The new farms may be “organic”, but the bigger question, examined by Elisabeth Rosenthal in Organic Agriculture May Be Outgrowing Its Ideals, in the New York Times is, “Are these organic farms sustainable?” Rosenthal looks in some detail at whether or not organic farms protect the local environment and the livelihood of local farmers. The article discusses the extreme stress being placed on the area’s ground water reserves. Some farmers are already in trouble because their wells have dried up. More than one-third of aquifers in the southern part of the peninsula are officially classified as “over-exploited”.
Growers blame the area’s tourism industry for the water shortages, arguing that hotels and golf courses gobble up far more than their fair share of the precious resource. Despite the aridity of the southern section of Baja California Peninsula, the southern coast, centered on Los Cabos, has far more golf courses per unit area than anywhere else in the country.

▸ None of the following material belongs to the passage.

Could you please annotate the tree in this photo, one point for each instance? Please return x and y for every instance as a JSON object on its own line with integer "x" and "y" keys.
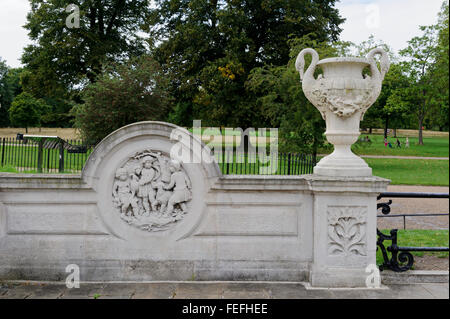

The “organic” label also takes no account of the emissions involved in production and transport of fruits and vegetables to the marketplace; export-oriented horticulture in the Baja Peninsula is an energy-intensive enterprise. Adding to the unsustainable side of the argument, some of the organic farms practice “monoculture”, growing a single crop year after year on the same land, a system known to lead to soil depletion and increase the risk of pest-related problems.
On the other hand, the new farms also provide an alternative source of jobs to tourism. Del Cabo, which has a cooperative packing plant in San José del Cabo and trucks or flies more than 7 metric tons of produce to the USA every day, is able to help its members by supplying high-quality seed, and employing specialists in plant raising and plant diseases who act as consultants to individual farmers as required. Del Cabo criticized the New York Times story for its numerous inaccuracies regarding water usage and sustainability.
Conscious of the water issues, many of these modern organic farms employ sophisticated, water-conserving irrigation systems, such as computerized drip irrigation. They also grow many crops under shade. Such systems are expensive to install and maintain, so most of the bigger producers are US-owned companies.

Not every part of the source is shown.